Atatürk bir süre durdu, sonra gülerek şu cevabı verdi:
”-Evet, alırım ama, sorduğunuz kadeh adedine bir sıfır eklemek suretiyle…”
Bu cevap beni endişeye sevk etmişti.İki üç kadehin önünde sıfır koyduğumuz zaman 20, 30 kadeh ederdi.Verilecek cevap ve öğüdü tasarlamaya çalışırken gazi sordu:
”- Niye sustunuz doktor. .”
Şu cevabı verdim:
-”Susmadım, paşam.Şu kısa sükutum emin olun bir üzüntü ifadesidir.’
-”-O halde doktor, kesin öğüdünüzü öğrenmek isterim?”’
”- O halde, paşam, müsaadei devletinizle arz edeyim ki, o iki üç kadehin önünde konan sıfıra izin vermiyeceğim.”
Boyunlarını büktüler ve aynen şöyle dediler:
-”Acayip!.. demek bu öğütte direniyorsunuz?”
-”Evet saygıdeğer paşam, direniyorum.”
-”Demek bu sıfır ekleme meselesine isminiz gibi sabit kademsiniz?”
-”Tıp öyle söylüyor paşam, emir ve irade sizin.. biz sadece tıbbi görevimizi yapıyoruz.”
İşte bu sırada bütük Ata’nın gözleri şimşek gibi bir defa çaktı ve bulunduğumuz odanın duvarlarında dolaşmaya başladı.Bir süre sonra o emsalsiz bakışların bir levhaya takıldığını gördük.Gazi Mustafa Kemal eliyle bu levhayı işaret ederek:
-”Evet doktor, dedi.
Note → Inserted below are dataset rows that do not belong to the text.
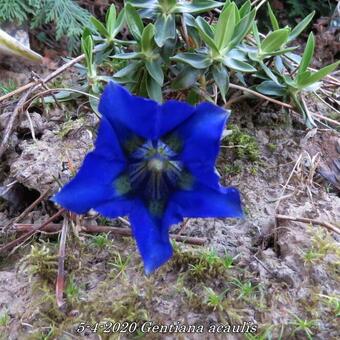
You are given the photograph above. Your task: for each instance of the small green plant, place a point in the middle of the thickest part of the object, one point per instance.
(119, 265)
(245, 145)
(7, 87)
(100, 241)
(67, 15)
(233, 169)
(40, 262)
(4, 318)
(245, 289)
(198, 269)
(333, 302)
(214, 300)
(301, 325)
(228, 261)
(72, 290)
(312, 256)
Haklısın…”
Odadaki levhada şu cümle yazılıydı:
-”Hak bellediğin yolda gideceksin.” huzurlarında eğildim ve tekrar teyyiden arz ettim:
–” Evet paşam biz doktorluk görevimizi yapıyoruz.”
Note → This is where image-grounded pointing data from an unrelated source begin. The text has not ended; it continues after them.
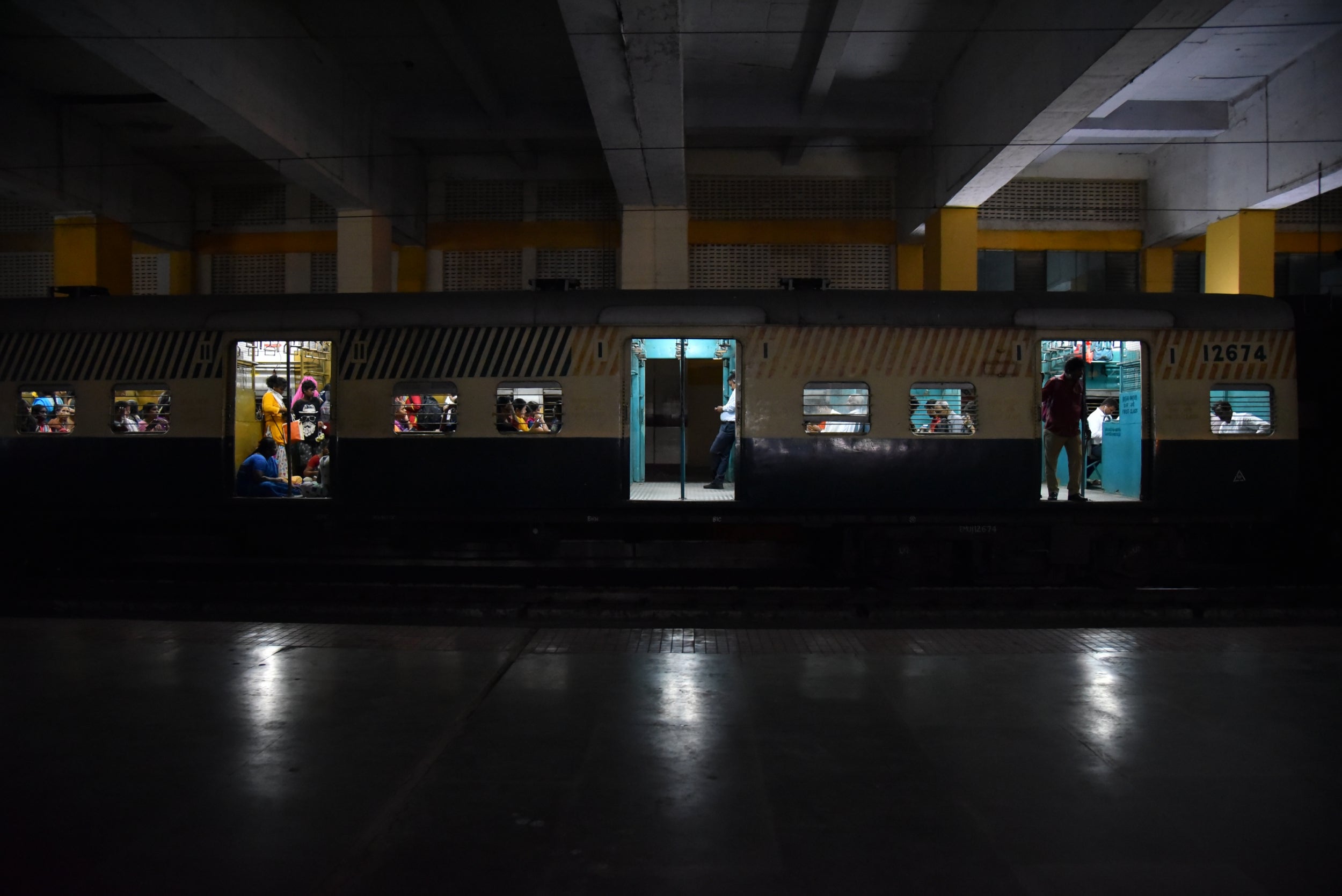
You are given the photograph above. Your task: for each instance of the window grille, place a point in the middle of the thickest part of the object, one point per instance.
(943, 410)
(140, 410)
(836, 408)
(46, 411)
(17, 218)
(144, 274)
(484, 202)
(247, 205)
(25, 275)
(247, 274)
(425, 408)
(324, 273)
(594, 268)
(541, 410)
(493, 270)
(576, 202)
(1056, 200)
(1242, 411)
(790, 198)
(761, 267)
(1309, 211)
Beni büyük iltifatlarla mahçup eden kahramanlar kahramanı, sonraları öğrendim ki bu kadelere sıfır koymamak bahsine en neşeli anlarında bile sofralarında bulunan zevata:
-”Doktorluk görevine karışma yok!…” buyurarak kadeh atmadan perhiz ederlermiş.